Zuckoff takes a cue from Altman, who “hated the ventriloquism of a single writer’s voice emanating from many diverse characters.” “He didn’t think much of linear storytelling, and he wouldn’t have wanted his life rendered that way,” writes Zuckoff, who nonetheless structures his chronicle in three acts.

Altman was born in 1925 in Kansas City, enjoyed a comfortable youth, and piloted B-24s in World War II. He came home and directed 16mm industrial films such as “How to Run a Filling Station,” then moved up to television dramas. His five-decade career — which included directing two productions at the Lyric Opera of Chicago — earned him a Lifetime Achievement Oscar in his last year.

“Every actor in the world loved Bob,” raves Barbara Turner, who acted in his “Nightmare in Chicago” and wrote his shot-in-Chicago film “The Company.” Her husband and daughter also acted for Altman.

“He was spectacularly collaborative,” testifies Warren Beatty.

Zuckoff hears how Altman fostered on his sets “camaraderie,” “communal experience,” “collective energy,” “collective thrill,” and “a democratic sense where everybody was rooting for everybody else.”

Altman had an ugly streak, though.

“He liked the feeling of being really angry,” recalls Buck Henry.

“Offending people was something he had a great appetite for,” claims one interviewee.

“He’d go for a person’s weakness and then crucify them,” Altman’s stepdaughter tells Zuckofff.

Composer John Williams witnessed “that soul-destroying gaze of his” in action.

“He had to destroy people to make himself feel real,” says his second wife. Altman once bludgeoned her with a telephone and broke two ribs. The defiant director wished aloud on at least three occasions for studio executives to die of cancer and other ills.

On the lighter side, Zuckoff uncovers kinder anecdotes. A stoned Altman once waited for an interminable red light until he realized it was a battery light on his car’s dashboard. His adopted son Matthew bonded with the lifelong marijuana smoker: “I learned how to roll a really good joint for my dad.” Altman partied hard — drinking, gambling and sleeping around.

“I’ve made one long film,” Altman told the crowd at the 78th Academy Awards.

“He lived the way he made movies,” states Zuckoff.

Altman’s son Michael — he wrote the “MASH” theme song, “Suicide Is Painless” — says “at the end of his life [he] became aware that he was in his own movie.” When Altman died at Cedars Sinai Medical Center, his third wife cracked, “Th-th-th-that’s all, folks.” His stepdaughter reprised his usual sign-off: “See you in the next reel.” And a grandson concluded: “It’s a wrap.”

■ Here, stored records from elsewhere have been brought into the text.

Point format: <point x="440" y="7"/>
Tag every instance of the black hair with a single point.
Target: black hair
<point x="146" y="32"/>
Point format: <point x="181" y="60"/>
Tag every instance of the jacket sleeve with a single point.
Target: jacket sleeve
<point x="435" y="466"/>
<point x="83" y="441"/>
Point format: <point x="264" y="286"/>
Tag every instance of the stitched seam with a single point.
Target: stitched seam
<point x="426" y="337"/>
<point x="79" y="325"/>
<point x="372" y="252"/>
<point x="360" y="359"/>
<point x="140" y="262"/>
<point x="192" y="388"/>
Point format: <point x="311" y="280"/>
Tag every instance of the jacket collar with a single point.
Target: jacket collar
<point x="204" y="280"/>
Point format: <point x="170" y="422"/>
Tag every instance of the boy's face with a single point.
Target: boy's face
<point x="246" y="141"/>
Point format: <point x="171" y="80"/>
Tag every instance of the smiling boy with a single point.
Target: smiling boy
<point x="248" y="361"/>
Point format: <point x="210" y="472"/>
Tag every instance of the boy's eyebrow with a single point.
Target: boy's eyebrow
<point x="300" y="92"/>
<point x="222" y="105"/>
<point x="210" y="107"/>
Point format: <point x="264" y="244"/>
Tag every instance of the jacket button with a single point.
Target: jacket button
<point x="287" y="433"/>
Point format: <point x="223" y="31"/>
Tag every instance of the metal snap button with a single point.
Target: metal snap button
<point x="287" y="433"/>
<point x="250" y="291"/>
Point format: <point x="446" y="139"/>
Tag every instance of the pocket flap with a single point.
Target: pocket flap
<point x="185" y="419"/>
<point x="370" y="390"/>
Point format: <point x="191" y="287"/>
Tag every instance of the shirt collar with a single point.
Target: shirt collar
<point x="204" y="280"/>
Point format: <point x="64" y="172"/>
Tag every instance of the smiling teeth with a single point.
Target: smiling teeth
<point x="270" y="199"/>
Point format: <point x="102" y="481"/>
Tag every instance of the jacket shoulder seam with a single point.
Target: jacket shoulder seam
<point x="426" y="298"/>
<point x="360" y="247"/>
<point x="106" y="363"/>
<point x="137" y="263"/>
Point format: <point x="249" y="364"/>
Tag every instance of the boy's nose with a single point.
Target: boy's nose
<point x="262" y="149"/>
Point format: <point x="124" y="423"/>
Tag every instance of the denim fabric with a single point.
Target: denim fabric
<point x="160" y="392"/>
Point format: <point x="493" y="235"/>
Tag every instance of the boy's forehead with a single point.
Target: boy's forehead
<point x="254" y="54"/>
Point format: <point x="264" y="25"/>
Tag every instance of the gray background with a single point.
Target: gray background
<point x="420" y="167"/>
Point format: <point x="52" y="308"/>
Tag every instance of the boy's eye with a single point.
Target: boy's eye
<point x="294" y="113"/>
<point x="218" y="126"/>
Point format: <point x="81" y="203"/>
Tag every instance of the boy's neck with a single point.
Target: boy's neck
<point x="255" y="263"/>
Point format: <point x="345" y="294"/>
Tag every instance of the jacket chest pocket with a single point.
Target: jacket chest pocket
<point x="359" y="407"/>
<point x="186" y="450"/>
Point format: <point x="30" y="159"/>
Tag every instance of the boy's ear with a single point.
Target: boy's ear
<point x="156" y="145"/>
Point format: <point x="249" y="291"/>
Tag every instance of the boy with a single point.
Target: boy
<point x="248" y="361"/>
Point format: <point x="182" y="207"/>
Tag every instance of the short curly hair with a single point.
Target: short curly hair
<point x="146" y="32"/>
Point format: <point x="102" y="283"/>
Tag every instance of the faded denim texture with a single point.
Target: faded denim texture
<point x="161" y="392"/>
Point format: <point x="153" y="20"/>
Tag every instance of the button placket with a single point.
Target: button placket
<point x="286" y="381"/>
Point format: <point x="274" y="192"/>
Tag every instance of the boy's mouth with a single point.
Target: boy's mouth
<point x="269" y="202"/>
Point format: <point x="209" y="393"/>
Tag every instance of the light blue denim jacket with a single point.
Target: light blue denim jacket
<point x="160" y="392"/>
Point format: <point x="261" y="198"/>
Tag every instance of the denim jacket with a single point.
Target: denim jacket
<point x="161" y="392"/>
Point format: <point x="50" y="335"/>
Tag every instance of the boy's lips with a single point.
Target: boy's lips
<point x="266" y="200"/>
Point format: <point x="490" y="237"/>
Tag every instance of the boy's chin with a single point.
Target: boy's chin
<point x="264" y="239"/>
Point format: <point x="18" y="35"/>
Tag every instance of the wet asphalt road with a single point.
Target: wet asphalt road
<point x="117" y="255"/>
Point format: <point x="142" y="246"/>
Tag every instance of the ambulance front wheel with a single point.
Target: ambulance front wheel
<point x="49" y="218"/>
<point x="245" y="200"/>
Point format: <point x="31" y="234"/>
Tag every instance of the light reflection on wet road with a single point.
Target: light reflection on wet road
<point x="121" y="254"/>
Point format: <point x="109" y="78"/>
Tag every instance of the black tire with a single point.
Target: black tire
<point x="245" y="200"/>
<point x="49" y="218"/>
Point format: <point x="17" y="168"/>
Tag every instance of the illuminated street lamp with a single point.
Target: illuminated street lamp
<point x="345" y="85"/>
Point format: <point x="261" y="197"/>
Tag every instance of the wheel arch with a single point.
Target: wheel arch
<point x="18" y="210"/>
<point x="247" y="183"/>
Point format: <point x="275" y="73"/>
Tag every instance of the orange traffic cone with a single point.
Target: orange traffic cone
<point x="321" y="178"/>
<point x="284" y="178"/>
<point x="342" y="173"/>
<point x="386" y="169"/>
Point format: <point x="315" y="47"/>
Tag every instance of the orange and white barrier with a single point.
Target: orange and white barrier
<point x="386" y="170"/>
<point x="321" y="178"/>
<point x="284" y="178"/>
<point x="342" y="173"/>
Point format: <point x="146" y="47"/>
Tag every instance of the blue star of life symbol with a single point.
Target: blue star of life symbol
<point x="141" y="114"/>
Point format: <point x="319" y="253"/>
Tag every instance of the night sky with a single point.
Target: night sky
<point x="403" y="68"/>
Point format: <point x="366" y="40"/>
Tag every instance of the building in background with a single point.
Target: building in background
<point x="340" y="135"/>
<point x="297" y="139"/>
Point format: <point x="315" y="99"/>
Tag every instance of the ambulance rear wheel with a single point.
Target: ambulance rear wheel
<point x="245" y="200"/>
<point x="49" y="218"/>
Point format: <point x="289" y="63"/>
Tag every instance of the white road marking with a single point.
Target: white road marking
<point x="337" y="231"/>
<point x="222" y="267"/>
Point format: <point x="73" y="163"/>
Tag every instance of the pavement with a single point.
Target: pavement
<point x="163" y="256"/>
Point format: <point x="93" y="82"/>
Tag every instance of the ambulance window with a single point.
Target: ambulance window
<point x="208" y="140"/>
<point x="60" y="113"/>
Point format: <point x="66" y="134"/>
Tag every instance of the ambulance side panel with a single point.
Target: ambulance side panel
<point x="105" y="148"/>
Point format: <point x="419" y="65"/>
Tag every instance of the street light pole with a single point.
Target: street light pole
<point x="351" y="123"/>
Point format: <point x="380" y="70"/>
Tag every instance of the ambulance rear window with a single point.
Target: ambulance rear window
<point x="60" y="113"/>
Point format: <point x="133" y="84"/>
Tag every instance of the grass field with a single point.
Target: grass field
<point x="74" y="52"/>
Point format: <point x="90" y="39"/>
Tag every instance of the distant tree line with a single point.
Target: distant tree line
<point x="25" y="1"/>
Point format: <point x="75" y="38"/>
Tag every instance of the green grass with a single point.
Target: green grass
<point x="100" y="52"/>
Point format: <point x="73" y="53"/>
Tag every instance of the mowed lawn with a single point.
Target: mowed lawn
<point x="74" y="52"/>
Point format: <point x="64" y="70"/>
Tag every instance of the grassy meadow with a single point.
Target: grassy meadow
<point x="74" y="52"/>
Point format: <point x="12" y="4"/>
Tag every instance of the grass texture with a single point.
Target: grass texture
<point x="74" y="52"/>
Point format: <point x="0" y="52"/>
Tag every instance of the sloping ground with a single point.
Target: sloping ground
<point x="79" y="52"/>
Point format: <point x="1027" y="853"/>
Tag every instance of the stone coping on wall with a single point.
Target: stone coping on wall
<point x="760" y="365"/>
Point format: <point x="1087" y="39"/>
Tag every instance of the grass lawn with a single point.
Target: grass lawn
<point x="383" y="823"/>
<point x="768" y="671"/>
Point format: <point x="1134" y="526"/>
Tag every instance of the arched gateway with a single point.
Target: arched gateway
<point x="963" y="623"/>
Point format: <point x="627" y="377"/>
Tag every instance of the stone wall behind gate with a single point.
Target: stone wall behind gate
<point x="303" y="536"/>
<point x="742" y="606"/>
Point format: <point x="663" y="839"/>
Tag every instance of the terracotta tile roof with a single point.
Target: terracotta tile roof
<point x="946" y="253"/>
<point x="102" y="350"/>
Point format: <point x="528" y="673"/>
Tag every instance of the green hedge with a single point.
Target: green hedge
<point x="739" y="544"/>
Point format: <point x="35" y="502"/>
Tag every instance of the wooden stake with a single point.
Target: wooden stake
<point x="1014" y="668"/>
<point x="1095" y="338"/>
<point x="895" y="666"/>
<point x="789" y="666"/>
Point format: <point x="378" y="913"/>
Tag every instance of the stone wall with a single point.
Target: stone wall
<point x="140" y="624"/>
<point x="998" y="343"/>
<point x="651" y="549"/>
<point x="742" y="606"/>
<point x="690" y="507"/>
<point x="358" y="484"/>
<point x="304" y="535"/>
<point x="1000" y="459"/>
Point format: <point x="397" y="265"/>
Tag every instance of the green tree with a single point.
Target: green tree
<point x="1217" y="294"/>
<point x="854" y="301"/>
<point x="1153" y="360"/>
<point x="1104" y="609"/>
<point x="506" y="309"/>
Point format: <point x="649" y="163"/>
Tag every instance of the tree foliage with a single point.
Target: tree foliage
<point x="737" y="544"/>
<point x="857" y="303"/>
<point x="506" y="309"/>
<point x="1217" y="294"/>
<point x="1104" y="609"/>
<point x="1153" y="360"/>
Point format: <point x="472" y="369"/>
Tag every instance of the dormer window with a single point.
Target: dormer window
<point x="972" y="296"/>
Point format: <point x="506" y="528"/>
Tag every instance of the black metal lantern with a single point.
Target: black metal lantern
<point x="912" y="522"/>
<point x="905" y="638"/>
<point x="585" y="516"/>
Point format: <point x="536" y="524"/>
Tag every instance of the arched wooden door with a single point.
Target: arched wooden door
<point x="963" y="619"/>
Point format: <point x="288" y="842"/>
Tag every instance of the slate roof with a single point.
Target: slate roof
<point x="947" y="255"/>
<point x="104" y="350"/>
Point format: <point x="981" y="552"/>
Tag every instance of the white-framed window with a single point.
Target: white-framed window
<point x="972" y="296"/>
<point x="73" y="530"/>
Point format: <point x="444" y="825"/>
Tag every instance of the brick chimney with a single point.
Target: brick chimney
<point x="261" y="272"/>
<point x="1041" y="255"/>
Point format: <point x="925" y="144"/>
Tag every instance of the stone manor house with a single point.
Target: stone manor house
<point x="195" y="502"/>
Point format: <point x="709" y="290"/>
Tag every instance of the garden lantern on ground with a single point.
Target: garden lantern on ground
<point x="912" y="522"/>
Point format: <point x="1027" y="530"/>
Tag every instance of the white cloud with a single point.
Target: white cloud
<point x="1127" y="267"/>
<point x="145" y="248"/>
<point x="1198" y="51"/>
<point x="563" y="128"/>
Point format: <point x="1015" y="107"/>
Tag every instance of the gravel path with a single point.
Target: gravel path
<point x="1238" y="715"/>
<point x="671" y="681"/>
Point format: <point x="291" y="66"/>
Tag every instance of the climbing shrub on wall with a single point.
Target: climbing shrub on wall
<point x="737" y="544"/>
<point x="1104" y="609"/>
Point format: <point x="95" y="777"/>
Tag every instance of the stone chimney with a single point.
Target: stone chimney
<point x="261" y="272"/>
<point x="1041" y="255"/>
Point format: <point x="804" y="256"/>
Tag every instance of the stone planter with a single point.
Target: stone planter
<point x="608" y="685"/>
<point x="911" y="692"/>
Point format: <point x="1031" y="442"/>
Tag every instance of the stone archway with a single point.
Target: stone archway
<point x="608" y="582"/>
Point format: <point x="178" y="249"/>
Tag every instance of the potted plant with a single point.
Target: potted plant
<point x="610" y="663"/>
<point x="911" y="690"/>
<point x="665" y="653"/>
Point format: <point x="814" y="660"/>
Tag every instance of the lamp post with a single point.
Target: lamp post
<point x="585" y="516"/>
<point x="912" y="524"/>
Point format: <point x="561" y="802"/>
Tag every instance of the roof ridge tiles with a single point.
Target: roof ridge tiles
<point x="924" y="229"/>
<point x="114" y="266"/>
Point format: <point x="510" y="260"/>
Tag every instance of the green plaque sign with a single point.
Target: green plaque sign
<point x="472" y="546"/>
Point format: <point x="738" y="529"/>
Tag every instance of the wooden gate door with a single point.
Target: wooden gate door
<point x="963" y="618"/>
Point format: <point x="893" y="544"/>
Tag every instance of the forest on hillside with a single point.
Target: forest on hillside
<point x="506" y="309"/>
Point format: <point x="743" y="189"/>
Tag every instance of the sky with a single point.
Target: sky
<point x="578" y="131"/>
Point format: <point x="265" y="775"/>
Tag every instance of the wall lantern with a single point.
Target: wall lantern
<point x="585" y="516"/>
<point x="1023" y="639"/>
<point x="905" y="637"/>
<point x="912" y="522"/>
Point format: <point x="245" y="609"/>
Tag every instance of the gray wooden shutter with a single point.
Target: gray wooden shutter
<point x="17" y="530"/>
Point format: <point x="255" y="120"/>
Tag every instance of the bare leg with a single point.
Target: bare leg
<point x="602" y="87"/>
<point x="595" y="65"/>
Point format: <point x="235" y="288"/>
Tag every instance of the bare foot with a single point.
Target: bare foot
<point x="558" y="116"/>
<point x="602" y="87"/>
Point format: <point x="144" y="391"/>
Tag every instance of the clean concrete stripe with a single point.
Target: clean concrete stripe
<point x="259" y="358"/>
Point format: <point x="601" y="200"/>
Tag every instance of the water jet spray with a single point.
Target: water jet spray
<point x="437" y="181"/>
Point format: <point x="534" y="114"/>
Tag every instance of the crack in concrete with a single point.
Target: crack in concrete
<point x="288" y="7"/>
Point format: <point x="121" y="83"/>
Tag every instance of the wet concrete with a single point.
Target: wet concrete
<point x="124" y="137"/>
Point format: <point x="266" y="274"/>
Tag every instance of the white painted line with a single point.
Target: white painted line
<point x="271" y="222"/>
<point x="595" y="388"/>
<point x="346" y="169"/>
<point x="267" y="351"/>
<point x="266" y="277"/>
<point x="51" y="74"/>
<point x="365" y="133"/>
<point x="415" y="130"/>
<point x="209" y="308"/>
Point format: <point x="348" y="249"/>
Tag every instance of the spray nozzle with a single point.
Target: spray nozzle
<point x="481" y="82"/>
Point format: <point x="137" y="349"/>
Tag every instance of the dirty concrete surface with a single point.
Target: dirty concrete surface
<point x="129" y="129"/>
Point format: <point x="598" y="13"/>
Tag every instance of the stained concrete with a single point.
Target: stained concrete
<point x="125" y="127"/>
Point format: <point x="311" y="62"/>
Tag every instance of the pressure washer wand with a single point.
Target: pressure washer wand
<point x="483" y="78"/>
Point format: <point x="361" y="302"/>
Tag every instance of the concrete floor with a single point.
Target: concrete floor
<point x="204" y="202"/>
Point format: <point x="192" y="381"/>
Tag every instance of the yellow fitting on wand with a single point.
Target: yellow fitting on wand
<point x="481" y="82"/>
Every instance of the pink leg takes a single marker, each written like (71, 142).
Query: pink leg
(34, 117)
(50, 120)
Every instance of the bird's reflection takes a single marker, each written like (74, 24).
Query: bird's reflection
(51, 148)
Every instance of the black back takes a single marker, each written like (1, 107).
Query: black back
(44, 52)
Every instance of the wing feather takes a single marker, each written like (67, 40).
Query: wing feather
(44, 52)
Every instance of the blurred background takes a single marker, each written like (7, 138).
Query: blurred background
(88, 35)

The director once told his biographer: “The minute I say what a movie is, I’ve narrowed everyone else’s view of it.” A deft wrangler of quotes, Zuckoff adopts that approach for his open-ended oral biography. Like Altman’s signature soundtracks, this babel of transcripts offers a panoramic portrait.

Bill Stamets is a Chicago-based free-lance writer and critic.